McDuffie told the Associated Press that he was changing trains in New York when he was told that Japan had surrendered.

"I was so happy. I ran out in the street," said McDuffie, then 18 and on his way to visit his girlfriend in Brooklyn. "And then I saw that nurse," he said. "She saw me hollering and with a big smile on my face. ... I just went right to her and kissed her. We never spoke a word. Afterward, I just went on the subway across the street and went to Brooklyn." 

There's a 26-foot-tall sculpture of that moment in downtown Sarasota, Florida. Paula and I, as have many others, had ourselves photographed in the same pose in front of that copy of the World War II-ending moment.

The "Unconditional Surrender" statue on Sarasota's bayfront on U.S. 41 went up in 2005. World War II veteran Jack Curran put up $500,000 to buy the statue, on the condition that it stay out front of city-owned Marina Jack.

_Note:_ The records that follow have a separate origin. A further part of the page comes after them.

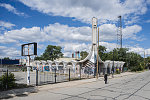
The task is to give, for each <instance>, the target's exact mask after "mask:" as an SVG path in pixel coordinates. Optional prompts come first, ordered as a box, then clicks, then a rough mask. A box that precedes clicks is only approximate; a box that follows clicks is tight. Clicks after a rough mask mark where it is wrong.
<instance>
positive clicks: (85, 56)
mask: <svg viewBox="0 0 150 100" xmlns="http://www.w3.org/2000/svg"><path fill="white" fill-rule="evenodd" d="M87 55H88V53H87V52H86V51H81V52H80V56H81V60H83V59H84V58H86V57H87Z"/></svg>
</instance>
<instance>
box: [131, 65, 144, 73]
mask: <svg viewBox="0 0 150 100" xmlns="http://www.w3.org/2000/svg"><path fill="white" fill-rule="evenodd" d="M142 70H144V66H143V65H142V64H140V65H139V66H135V67H131V71H134V72H136V71H142Z"/></svg>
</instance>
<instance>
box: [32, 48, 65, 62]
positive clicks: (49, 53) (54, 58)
mask: <svg viewBox="0 0 150 100" xmlns="http://www.w3.org/2000/svg"><path fill="white" fill-rule="evenodd" d="M61 49H62V48H61V47H60V46H53V45H48V46H47V47H46V49H45V51H44V53H43V54H42V55H41V56H40V57H36V58H35V59H36V60H52V61H53V60H55V59H57V58H60V57H63V53H62V52H61Z"/></svg>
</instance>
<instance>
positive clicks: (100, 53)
mask: <svg viewBox="0 0 150 100" xmlns="http://www.w3.org/2000/svg"><path fill="white" fill-rule="evenodd" d="M106 49H107V48H106V47H105V46H101V45H100V46H99V56H100V57H101V59H102V60H103V61H105V60H106V58H108V53H106Z"/></svg>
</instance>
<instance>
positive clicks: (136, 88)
mask: <svg viewBox="0 0 150 100" xmlns="http://www.w3.org/2000/svg"><path fill="white" fill-rule="evenodd" d="M39 90H40V91H39V92H38V93H31V94H30V95H28V96H25V97H14V98H11V99H13V100H150V71H146V72H142V73H137V74H133V75H128V76H123V77H118V78H113V79H109V83H108V84H104V81H103V79H99V80H97V81H90V80H89V82H88V81H87V80H86V81H85V82H83V81H81V82H80V81H79V82H67V83H60V84H57V85H56V84H55V85H46V86H43V87H39Z"/></svg>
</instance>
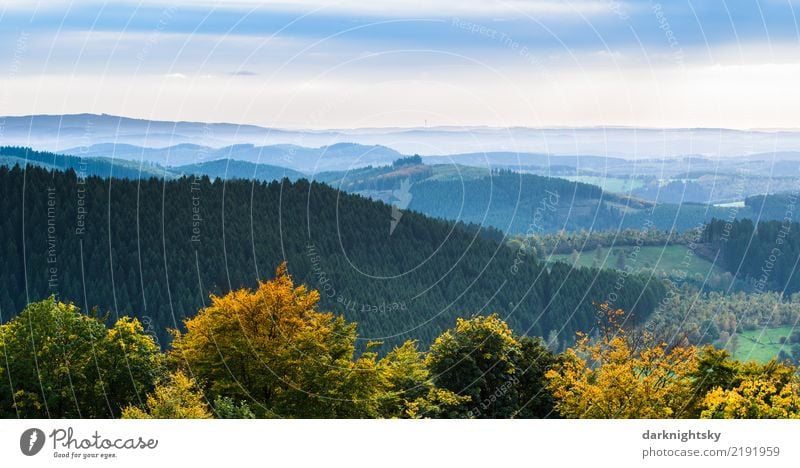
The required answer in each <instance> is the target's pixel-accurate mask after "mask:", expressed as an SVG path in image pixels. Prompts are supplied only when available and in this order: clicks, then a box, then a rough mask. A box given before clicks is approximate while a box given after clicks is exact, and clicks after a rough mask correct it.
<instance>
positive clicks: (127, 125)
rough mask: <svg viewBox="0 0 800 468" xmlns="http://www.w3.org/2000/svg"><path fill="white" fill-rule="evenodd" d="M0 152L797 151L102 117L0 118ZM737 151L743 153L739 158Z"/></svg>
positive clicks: (516, 132)
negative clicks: (281, 146)
mask: <svg viewBox="0 0 800 468" xmlns="http://www.w3.org/2000/svg"><path fill="white" fill-rule="evenodd" d="M0 123H2V126H3V128H4V130H3V133H2V137H0V145H17V146H34V147H36V148H38V149H46V150H49V151H55V150H63V149H64V148H75V147H88V146H91V145H94V144H97V143H117V144H131V145H136V146H145V147H168V146H174V145H178V144H182V143H192V144H199V145H202V146H210V147H214V148H220V147H224V146H229V145H234V144H239V143H249V144H253V145H256V146H269V145H276V144H294V145H298V146H304V147H320V146H330V145H333V144H336V143H343V142H352V143H357V144H361V145H366V146H370V145H385V146H390V147H392V148H394V149H395V150H397V151H398V152H400V153H404V154H414V153H419V154H436V155H448V154H463V153H471V152H498V151H510V152H519V153H540V154H552V155H570V154H594V155H600V156H602V157H606V156H608V157H615V158H617V157H621V158H626V159H647V158H665V157H666V158H674V157H681V156H684V155H690V154H696V155H703V156H706V157H722V156H725V157H727V156H741V155H743V154H745V153H774V152H786V151H789V152H792V151H797V150H799V149H800V130H735V129H718V128H667V129H658V128H635V127H617V126H607V127H584V128H557V127H550V128H528V127H508V128H499V127H485V126H484V127H481V126H458V125H449V126H433V127H427V126H426V127H410V128H356V129H326V130H314V129H288V128H275V127H265V126H258V125H251V124H234V123H206V122H188V121H166V120H147V119H139V118H130V117H122V116H115V115H107V114H100V115H97V114H70V115H27V116H7V117H0ZM743 148H747V151H746V152H745V151H744V150H743Z"/></svg>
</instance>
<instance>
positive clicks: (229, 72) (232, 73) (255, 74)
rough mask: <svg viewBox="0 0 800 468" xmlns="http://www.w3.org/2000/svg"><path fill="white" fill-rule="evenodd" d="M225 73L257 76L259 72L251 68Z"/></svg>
mask: <svg viewBox="0 0 800 468" xmlns="http://www.w3.org/2000/svg"><path fill="white" fill-rule="evenodd" d="M226 75H231V76H258V75H260V73H258V72H254V71H252V70H236V71H231V72H228V73H226Z"/></svg>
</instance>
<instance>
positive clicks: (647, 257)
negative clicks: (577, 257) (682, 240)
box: [550, 245, 724, 278]
mask: <svg viewBox="0 0 800 468" xmlns="http://www.w3.org/2000/svg"><path fill="white" fill-rule="evenodd" d="M597 250H600V252H599V254H598V252H597ZM618 250H622V251H624V252H625V267H626V268H630V269H632V270H634V271H639V270H641V269H642V268H651V269H653V270H655V271H656V273H659V274H661V273H663V274H665V275H667V276H672V277H684V276H685V277H687V278H695V277H697V275H700V276H701V277H702V278H705V277H706V276H707V275H709V273H711V276H714V275H722V274H723V273H724V271H723V270H722V269H721V268H719V267H717V266H714V265H712V264H711V262H709V261H708V260H706V259H704V258H701V257H698V256H696V255H691V254H689V255H687V251H688V250H689V249H688V247H686V246H685V245H670V246H667V247H661V246H649V247H640V248H639V251H638V253H636V254H635V255H634V247H630V246H626V247H613V248H611V252H610V253H609V249H608V248H601V249H595V250H588V251H586V252H582V253H579V254H578V262H577V265H578V266H585V267H592V266H595V267H596V266H601V267H602V268H617V266H618V256H617V251H618ZM550 261H562V262H567V263H572V255H571V254H558V255H553V256H552V257H551V258H550Z"/></svg>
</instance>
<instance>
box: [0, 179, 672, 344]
mask: <svg viewBox="0 0 800 468" xmlns="http://www.w3.org/2000/svg"><path fill="white" fill-rule="evenodd" d="M0 192H1V193H0V197H1V200H2V201H0V209H2V212H3V213H4V217H3V219H2V221H0V238H1V239H3V240H4V242H3V243H2V245H0V279H2V282H3V284H4V285H5V287H4V288H3V290H2V291H0V308H2V311H3V317H4V320H6V319H8V318H9V316H10V315H12V314H13V313H15V312H18V311H20V310H21V309H22V308H23V307H24V306H25V304H27V303H28V302H30V301H33V300H38V299H41V298H44V297H47V296H49V295H51V294H56V295H58V296H59V297H60V298H62V299H66V300H71V301H74V302H75V303H76V304H77V305H79V306H80V307H82V308H84V309H87V306H89V305H98V306H99V307H100V309H101V310H109V311H111V315H112V317H117V316H120V315H125V314H130V315H133V316H137V317H140V318H142V319H143V321H144V322H146V323H148V324H150V325H149V326H150V327H152V332H153V333H154V334H155V335H157V336H158V337H159V339H160V341H161V342H162V344H163V343H164V342H166V341H167V340H168V336H167V333H166V328H168V327H179V326H180V323H181V320H182V319H183V318H184V317H185V316H187V315H191V314H193V313H195V311H197V310H198V309H199V308H201V307H202V306H203V304H206V303H207V300H208V295H209V293H215V294H222V293H224V292H227V291H228V290H230V289H232V288H239V287H242V286H250V287H252V286H254V285H255V284H256V280H257V279H258V278H263V277H265V276H266V275H269V274H270V273H271V272H272V271H274V268H275V267H276V266H277V265H278V264H279V263H280V262H281V261H283V260H287V261H288V264H289V268H290V271H291V273H292V274H293V275H294V276H295V278H296V279H297V280H298V281H301V282H304V283H306V284H308V285H309V286H311V287H314V288H317V289H319V290H320V292H321V294H322V306H323V308H325V309H328V310H332V311H334V312H338V313H343V314H344V315H345V316H346V317H347V318H348V319H351V320H355V321H358V322H359V324H360V327H361V329H360V333H361V336H362V337H363V339H364V342H366V341H367V340H382V341H387V342H389V343H396V342H398V341H399V340H403V339H406V338H413V339H419V340H421V341H422V342H429V341H430V340H431V339H432V338H433V337H435V336H437V335H438V334H439V333H441V331H442V330H444V329H446V328H447V327H449V326H451V325H452V323H453V322H454V320H455V318H456V317H459V316H464V315H470V314H475V313H488V312H491V311H496V312H498V313H499V314H501V316H502V317H504V318H506V319H507V321H508V322H509V324H510V325H511V326H512V327H513V328H514V329H515V330H517V331H518V332H520V333H528V334H531V335H548V334H549V333H550V332H551V331H552V330H555V331H556V332H557V333H559V335H560V336H561V337H563V342H568V341H571V340H572V338H573V337H574V334H575V332H576V331H577V330H587V329H589V328H590V327H591V326H592V324H593V323H594V317H595V309H594V307H593V306H592V301H603V300H606V297H607V294H608V291H610V290H611V288H612V287H613V285H614V284H615V282H616V281H617V279H618V277H619V275H618V274H617V273H615V272H613V271H598V270H592V269H588V268H580V269H571V268H570V267H568V266H566V265H563V264H559V265H553V266H552V267H544V266H543V265H541V264H539V263H536V262H535V261H532V260H531V258H530V257H526V255H525V252H524V251H515V250H512V249H510V248H508V247H506V246H505V245H504V244H501V243H498V242H496V241H491V240H488V239H485V238H484V237H483V236H478V235H476V234H474V231H470V230H466V229H460V228H458V227H457V226H454V225H453V224H452V223H447V222H444V221H438V220H432V219H429V218H426V217H425V216H422V215H419V214H417V213H414V212H409V211H405V212H401V215H400V216H398V213H397V212H393V209H392V207H391V206H389V205H386V204H384V203H381V202H375V201H371V200H368V199H366V198H363V197H360V196H357V195H349V194H346V193H342V192H339V191H337V190H334V189H332V188H330V187H329V186H327V185H323V184H319V183H309V182H308V181H306V180H300V181H297V182H294V183H291V182H289V181H287V180H284V181H283V182H272V183H255V184H254V183H253V182H251V181H244V180H238V181H228V182H223V181H221V180H215V181H212V180H210V179H209V178H206V177H203V178H194V177H182V178H179V179H176V180H162V179H155V178H151V179H146V180H128V179H112V180H107V179H102V178H98V177H89V178H87V179H79V178H77V177H76V174H75V173H74V172H71V171H70V172H66V173H64V172H58V171H56V172H49V171H46V170H43V169H40V168H35V167H29V168H28V170H27V171H26V172H25V173H23V171H22V170H20V169H19V168H18V167H17V168H13V169H11V170H9V169H7V168H0ZM393 215H394V216H393ZM23 239H24V242H23ZM664 293H665V290H664V287H663V285H661V284H660V283H658V282H651V283H650V284H649V285H647V286H645V282H644V280H643V279H642V278H640V277H638V276H635V275H631V276H628V277H627V280H626V281H625V282H624V288H623V290H622V291H618V296H619V298H618V301H617V303H616V304H615V305H617V306H619V307H622V308H624V309H626V310H629V311H632V312H633V313H634V315H635V316H636V317H639V318H645V317H646V316H647V315H648V314H649V313H650V312H651V311H652V310H653V308H654V307H655V305H656V304H657V303H658V300H659V299H660V297H661V296H662V295H663V294H664ZM362 344H363V343H362Z"/></svg>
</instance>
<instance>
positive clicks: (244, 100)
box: [0, 0, 800, 129]
mask: <svg viewBox="0 0 800 468" xmlns="http://www.w3.org/2000/svg"><path fill="white" fill-rule="evenodd" d="M0 5H2V6H0V115H27V114H44V113H46V114H68V113H84V112H87V113H108V114H117V115H125V116H131V117H140V118H149V119H160V120H192V121H213V122H223V121H224V122H233V123H250V124H257V125H263V126H271V127H286V128H309V129H321V128H358V127H421V126H426V125H427V126H442V125H475V126H492V127H518V126H525V127H559V126H563V127H584V126H618V125H624V126H638V127H678V128H683V127H709V128H737V129H744V128H797V127H800V121H799V120H800V119H798V117H797V116H798V114H797V109H798V108H800V86H798V85H797V83H798V77H800V29H799V28H798V16H799V15H800V1H798V0H760V1H747V0H736V1H699V0H696V1H681V0H675V1H664V2H663V3H658V2H651V1H622V0H619V1H617V0H573V1H552V0H507V1H493V0H427V1H419V0H408V1H397V0H369V1H363V0H362V1H355V0H344V1H338V2H337V1H320V0H294V1H250V0H233V1H220V2H217V1H212V0H200V1H197V0H195V1H192V2H185V3H181V2H174V3H170V2H156V1H149V0H143V1H127V0H122V1H120V0H117V1H114V2H101V1H93V0H79V1H62V0H47V1H41V2H37V1H31V0H24V1H23V0H5V1H3V0H0Z"/></svg>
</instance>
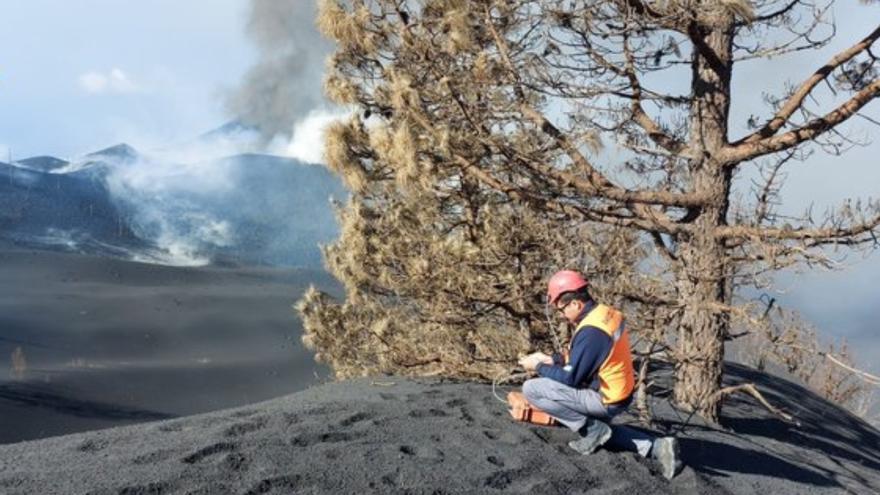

Curran, a former signalman who served in the Pacific and European theaters, says he bought the statue for all the other guys out there like him, who were raised in the Great Depression and served their country in World War II and came home to their sweethearts. 

Gibson is in the 2005 Guinness Book of World Records for helping police identify more suspects than any other forensic artist.

After Gibson identified McDuffie as the sailor kissing the nurse, he began a whirlwind lifestyle of going to air shows, gun shows, fundraisers and parties to tell his story. Women would pay $10 to take a picture kissing him on the cheek.

McDuffie is survived by his daughter and two grandchildren. His funeral will be March 21 at the Dallas-Fort Worth National Cemetery.